Alexander Petrenko et al. Transfus Med Hemother.

Abstract

Organ preservation has been of major importance ever since transplantation developed into a global clinical activity. The relatively simple procedures were developed on a basic comprehension of low-temperature biology as related to organs outside the body. In the past decade, there has been a significant increase in knowledge of the sequelae of effects in preserved organs, and how dynamic intervention by perfusion can be used to mitigate injury and improve the quality of the donated organs.
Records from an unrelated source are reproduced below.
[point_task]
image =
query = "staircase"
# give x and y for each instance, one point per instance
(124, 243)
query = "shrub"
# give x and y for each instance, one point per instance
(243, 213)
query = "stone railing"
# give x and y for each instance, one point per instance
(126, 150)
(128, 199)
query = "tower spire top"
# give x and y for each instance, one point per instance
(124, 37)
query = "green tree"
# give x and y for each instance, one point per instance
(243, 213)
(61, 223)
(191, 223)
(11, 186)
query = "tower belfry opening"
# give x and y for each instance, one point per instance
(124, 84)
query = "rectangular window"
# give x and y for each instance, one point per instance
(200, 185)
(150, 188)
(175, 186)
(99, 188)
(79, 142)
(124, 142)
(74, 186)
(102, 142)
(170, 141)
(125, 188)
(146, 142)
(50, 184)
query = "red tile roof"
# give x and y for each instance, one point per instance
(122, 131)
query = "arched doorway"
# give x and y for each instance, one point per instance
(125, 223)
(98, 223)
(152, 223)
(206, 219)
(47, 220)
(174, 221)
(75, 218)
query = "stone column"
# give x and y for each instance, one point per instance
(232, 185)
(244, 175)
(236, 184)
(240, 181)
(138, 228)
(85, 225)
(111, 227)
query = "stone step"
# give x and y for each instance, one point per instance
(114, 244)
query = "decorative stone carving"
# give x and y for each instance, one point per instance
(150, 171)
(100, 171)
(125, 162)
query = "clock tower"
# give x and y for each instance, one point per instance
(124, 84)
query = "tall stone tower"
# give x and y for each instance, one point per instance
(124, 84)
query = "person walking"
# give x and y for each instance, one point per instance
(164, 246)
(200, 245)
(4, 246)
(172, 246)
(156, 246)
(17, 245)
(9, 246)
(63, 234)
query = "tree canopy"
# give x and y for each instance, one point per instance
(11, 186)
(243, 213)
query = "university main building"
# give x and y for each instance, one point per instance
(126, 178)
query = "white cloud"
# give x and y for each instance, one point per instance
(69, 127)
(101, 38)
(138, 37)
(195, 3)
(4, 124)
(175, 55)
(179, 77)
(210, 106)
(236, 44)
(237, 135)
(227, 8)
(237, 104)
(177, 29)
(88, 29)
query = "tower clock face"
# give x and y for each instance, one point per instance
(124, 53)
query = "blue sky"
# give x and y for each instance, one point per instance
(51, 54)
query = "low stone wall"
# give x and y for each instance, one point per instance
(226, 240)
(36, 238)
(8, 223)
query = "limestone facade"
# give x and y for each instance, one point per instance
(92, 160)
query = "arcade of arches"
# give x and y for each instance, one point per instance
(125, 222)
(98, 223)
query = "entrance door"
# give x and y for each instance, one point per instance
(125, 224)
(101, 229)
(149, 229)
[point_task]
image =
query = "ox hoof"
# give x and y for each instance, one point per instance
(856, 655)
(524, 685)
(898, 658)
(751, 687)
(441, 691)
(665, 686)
The present review focuses on (1) new information about the cell and molecular events impacting on ischemia/reperfusion injury during organ preservation, (2) strategies which use varied compositions and additives in organ preservation solutions to deal with these, (3) clear definitions of the developing protocols for dynamic organ perfusion preservation, (4) information on how the choice of perfusion solutions can impact on desired attributes of dynamic organ perfusion, and (5) summary and future horizons.
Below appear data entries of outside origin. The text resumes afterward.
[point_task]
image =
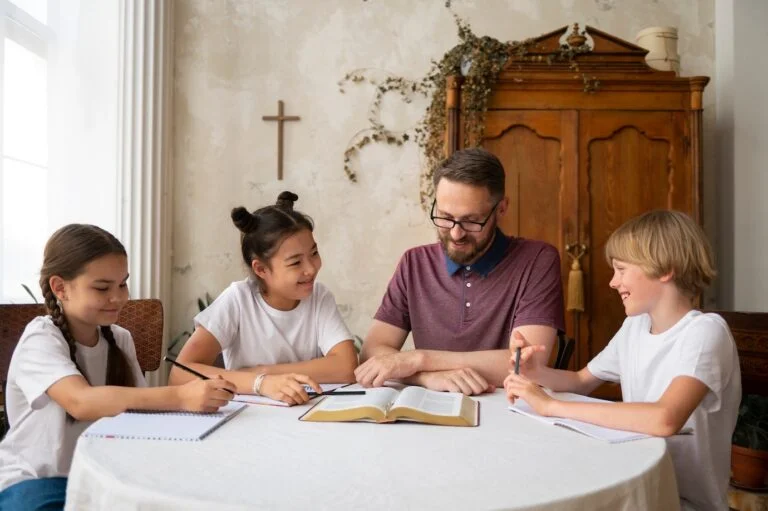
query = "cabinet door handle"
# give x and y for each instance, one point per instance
(576, 250)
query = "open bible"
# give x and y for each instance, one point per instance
(385, 404)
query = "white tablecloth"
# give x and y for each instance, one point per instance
(267, 459)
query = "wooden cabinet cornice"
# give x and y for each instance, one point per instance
(585, 148)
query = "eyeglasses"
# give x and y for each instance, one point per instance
(466, 225)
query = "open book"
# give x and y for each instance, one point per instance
(386, 404)
(585, 428)
(161, 425)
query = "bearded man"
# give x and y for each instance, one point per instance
(466, 296)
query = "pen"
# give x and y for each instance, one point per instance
(338, 393)
(189, 370)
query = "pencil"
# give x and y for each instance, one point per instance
(190, 370)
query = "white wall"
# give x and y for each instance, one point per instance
(235, 59)
(742, 148)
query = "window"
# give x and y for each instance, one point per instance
(58, 137)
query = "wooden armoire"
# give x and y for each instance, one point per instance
(586, 147)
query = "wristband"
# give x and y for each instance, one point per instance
(257, 383)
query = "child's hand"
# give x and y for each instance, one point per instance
(288, 387)
(206, 395)
(518, 386)
(528, 363)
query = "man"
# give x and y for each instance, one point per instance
(464, 297)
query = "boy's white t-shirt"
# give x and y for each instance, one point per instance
(251, 332)
(41, 440)
(700, 346)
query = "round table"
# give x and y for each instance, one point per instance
(265, 458)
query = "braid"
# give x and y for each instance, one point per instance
(118, 371)
(57, 315)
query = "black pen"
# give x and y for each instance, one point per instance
(338, 393)
(190, 370)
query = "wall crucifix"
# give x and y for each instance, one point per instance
(280, 118)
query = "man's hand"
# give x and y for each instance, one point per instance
(380, 368)
(467, 381)
(528, 363)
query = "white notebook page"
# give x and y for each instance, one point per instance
(163, 425)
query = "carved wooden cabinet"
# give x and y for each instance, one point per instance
(585, 148)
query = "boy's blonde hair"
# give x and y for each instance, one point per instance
(663, 242)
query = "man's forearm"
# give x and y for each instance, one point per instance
(379, 349)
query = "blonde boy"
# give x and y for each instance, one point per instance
(677, 366)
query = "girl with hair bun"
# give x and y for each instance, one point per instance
(279, 329)
(75, 366)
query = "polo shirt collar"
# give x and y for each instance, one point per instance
(488, 261)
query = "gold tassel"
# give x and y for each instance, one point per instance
(575, 287)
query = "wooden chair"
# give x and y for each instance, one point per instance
(143, 318)
(750, 331)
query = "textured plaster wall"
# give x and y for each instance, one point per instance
(235, 59)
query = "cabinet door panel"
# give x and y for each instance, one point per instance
(630, 162)
(538, 151)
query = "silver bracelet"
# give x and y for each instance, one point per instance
(257, 383)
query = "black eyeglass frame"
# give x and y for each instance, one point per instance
(460, 223)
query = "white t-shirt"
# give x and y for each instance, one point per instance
(41, 440)
(251, 332)
(700, 346)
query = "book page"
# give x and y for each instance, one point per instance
(379, 398)
(430, 401)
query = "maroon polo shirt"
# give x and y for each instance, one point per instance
(474, 307)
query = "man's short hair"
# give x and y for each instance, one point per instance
(475, 167)
(662, 242)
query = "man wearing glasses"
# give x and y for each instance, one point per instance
(464, 297)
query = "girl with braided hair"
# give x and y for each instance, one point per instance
(75, 366)
(279, 329)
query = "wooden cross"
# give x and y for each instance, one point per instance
(280, 118)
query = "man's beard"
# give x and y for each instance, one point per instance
(467, 253)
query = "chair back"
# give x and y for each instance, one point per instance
(750, 331)
(565, 347)
(143, 318)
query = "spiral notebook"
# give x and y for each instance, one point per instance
(186, 426)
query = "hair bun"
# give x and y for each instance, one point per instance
(244, 220)
(286, 199)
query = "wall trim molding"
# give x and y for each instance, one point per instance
(144, 177)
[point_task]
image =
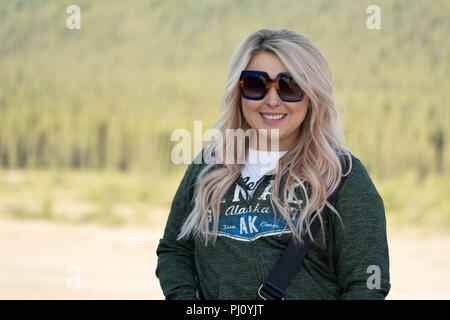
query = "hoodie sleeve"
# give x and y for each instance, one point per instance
(361, 254)
(176, 267)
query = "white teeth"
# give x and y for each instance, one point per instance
(273, 117)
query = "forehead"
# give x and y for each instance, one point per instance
(268, 62)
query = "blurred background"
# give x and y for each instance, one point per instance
(86, 117)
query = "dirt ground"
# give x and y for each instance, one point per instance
(48, 260)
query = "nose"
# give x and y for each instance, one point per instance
(272, 98)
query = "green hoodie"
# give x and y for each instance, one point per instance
(353, 265)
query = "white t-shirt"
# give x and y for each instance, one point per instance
(258, 164)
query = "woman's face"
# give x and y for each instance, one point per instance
(255, 110)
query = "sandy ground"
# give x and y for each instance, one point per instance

Keywords: Organ preservation; Organ preservation solutions; Transplantation.

Figures

Fig. 1
Fig. 1
In a physiological state, the healthy GCX maintains normal vascular permeability, response to shear stress, and NO production. Early events in IRI include activation of Kupffer cells and ROS and cytokine production which cause direct or indirect damage to the endothelial GCX in the hepatic sinusoid. This results in increased platelet and leukocyte adhesion as well as a loss of vascular permeability leading to tissue edema. The GCX degradation products act as DAMPs, further exacerbating the inflammatory response with the release of cytokines and recruitment of inflammatory cells (neutrophils, macrophages, CD4+, and natural killer T cells) to the liver after reperfusion. The combined effects of tissue edema, microvascular congestion from platelet and leukocyte aggregation, and direct effect of inflammatory cells lead to liver sinusoidal and hepatocyte cell death. DAMPs, damage-associated molecular patterns; GCX, glycocalyx; IRI, ischemia/reperfusion injury; NO, nitric oxide; ROS, reactive oxygen species.
Fig. 2
Fig. 2
Effect of PEG and HES concentration on BG-basic solution COP. Higher concentrations of PEG result in a major COP than the one observed for the same HES concentration. Data were fitted by an exponential equation. COP, colloid osmotic pressure; HES, hydroxyethyl starch; PEG, polyethylene glycol.
Fig. 3
Fig. 3
Effect of temperature on oxygen-carrying capacity of BGP-HMP and HTK solutions with respect to water. Oxygen solubility in fresh water and BGP-HMP solution (A) or HTK solution (B). Oxygen solubility values in pure water were taken from the literature and a barometric pressure of 754.4 mm Hg was employed for calculations. Oxygen concentration was calculated as follows: Ln [O2] = –ΔH / RT + C', [O2] being the oxygen concentration at a given temperature, T the thermodynamic temperature, R the gas constant (8.314 J/K×mol), ΔH the heat of solution in kJ/mol, and C' a constant. An extrapolation was used for calculating the oxygen concentration at different temperatures, as in the following example: the HTK oxygen solubility at 5°C and 760 mm Hg of barometric pressure was 370 µM O2, which, as expected, is lower than the oxygen solubility in fresh water in the same conditions (397 µM O2). Values are presented as the mean ± standard deviation of five measurements. HMP, hypothermic machine perfusion; HTK, histidine-tryptophan-ketoglutarate.
Fig. 4
Fig. 4
Effect of temperature on the viscosity of preservation solutions. A Viscosity of BG-basic solution at different PEG concentrations. B Viscosity of BG-basic solution at different HES concentrations. C Effect of temperature on the viscosity of preservation solutions with respect to fresh water. Viaspan® (UW solution), HTK (Bretschneider solution), BGP-HMP (BES-gluconate-PEG for HMP solution), BGP-35 (Bes-gluconate-PEG [40 g/L] for liver microorgan cold storage solution [161]). All data obtained were fitted by an exponential equation showing a good regression coefficient (equations are displayed in the graph). The curves clearly show the increase in viscosity due to the reduction of temperature in all studied solutions. HES, hydroxyethyl starch; HMP, hypothermic machine perfusion; HTK, histidine-tryptophan-ketoglutarate; PEG, polyethylene glycol; UW, University of Wisconsin.